The Polish campaign was over. On crossing the Neman at Grodno, the Swedish army entered Lithuania, the huge, sprawling, politically amorphous territory which lay between Poland, Russia and the Baltic. Three potentially formidable river barriers and the whole of Poland had been crossed with no more serious fighting than the cavalry skirmish at the Grodno bridge. The campaign had brought diplomatic as well as military fruits. In England, Queen Anne's government had been reluctant to grant recognition to Charles' puppet King of Poland, but when the news reached London of the ease with which Charles had advanced across Poland, Stanislaus was formally recognized as Augustus' successor. In Poland, those important members of the nobility who had withheld support from Stanislaus now moved to make amends. Throughout Western Europe, sovereigns and statemen gave Peter little chance. And among the Swedish soldiers, confidence in themselves and contempt for their enemies rose higher. What could one make of a Russian army commanded by the Tsar himself which would flee from a defended river line and a fortress town at the approach of only 600 Swedish horsemen?

Confinement in winter quarters was harder on the Swedish army than campaigning in the open field. Cramped into small, poorly heated rooms, without proper food, many of the soldiers, especially the new recruits from Sweden, caught dysentary, and some died. Charles himself suffered from the disease for several weeks. Outside, beyond the camp sentry posts, there was only the howling wind, the snow, the bitter cold, the ashes of burned villages, the scorched timbers of broken bridges fallen into frozen streams. Daily, Swedish foraging parties scoured the devastated landscape in search of food. They learned the Lithuanian peasant's habit of hiding his supplies in a hole in the ground and how to detect these secret caches by such signs as the quicker melting of the snow on top because of the warmth underneath. Often these foraging patrols encountered Russian cavalry, and skirmishes were constant. Ten or twenty horsemen would be in a clearing near a peasant hut when the Cossacks or Kalmucks would stumble upon them. Then there would be sudden shouts in the brittle winter air, a spurring of horses across the snow, a few shots and sword strokes before one side or the other was gone. It was a war without quarter, and the Swedes and these Russian irregulars hated each other. If either side captured the other, it locked its prisoners in a hut and burned it to the ground.
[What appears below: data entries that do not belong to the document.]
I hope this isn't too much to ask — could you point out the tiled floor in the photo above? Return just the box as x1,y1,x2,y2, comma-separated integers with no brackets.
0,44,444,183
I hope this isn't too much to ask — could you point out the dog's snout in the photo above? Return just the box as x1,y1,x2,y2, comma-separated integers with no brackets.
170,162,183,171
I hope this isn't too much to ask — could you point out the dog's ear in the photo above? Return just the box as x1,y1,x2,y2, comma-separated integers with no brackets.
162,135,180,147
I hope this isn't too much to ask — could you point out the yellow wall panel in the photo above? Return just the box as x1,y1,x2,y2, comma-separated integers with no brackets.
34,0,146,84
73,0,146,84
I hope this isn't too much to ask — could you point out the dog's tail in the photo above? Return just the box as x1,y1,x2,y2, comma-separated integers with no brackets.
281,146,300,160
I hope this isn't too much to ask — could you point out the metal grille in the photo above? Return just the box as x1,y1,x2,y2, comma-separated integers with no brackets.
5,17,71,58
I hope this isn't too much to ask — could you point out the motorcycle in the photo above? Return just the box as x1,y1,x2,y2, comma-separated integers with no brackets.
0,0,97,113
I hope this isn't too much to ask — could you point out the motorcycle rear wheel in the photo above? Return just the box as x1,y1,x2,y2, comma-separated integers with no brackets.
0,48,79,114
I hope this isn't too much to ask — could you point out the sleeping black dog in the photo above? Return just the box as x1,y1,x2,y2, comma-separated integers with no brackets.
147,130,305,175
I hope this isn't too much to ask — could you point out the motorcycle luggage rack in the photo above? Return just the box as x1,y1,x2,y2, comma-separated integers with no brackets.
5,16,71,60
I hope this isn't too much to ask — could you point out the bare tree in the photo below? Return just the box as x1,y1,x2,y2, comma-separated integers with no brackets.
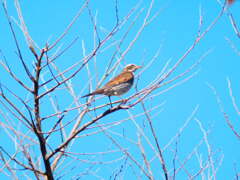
0,0,232,180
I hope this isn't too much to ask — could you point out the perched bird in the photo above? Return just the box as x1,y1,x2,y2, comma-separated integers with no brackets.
227,0,235,5
82,64,141,105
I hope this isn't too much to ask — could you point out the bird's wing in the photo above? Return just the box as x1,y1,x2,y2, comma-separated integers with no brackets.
104,72,133,87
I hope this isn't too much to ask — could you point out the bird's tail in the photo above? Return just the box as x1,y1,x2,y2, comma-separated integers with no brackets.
81,89,103,98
Through the wintry days, in the building used as army headquarters, Charles and his staff huddled over their maps. One day, while Gyllenkrook, his Quartermaster General, was working on his maps, "His Majesty came up to me and looked at my work and among other discourse he observed, 'We are now upon the great road to Moscow.' I replied that it was yet far hence. His Majesty replied, 'When we begin to march again, we shall get there, never fear.'" Gyllenkrook obediently turned back to his maps, preparing a line of march as far as Mogilev on the Dnieper, along the road to Smolensk and Moscow. To support the march, Charles summoned Count Adam Lewenhaupt, the Swedish commander in Riga, to Radoshkovichi. He ordered Lewenhaupt to scour Livonia and gather a vast amount of food, powder and ammunition along with the horses and wagons to transport it, and to be ready with his soldiers to escort this immense wagon train to a midsummer rendezvous point with the main army.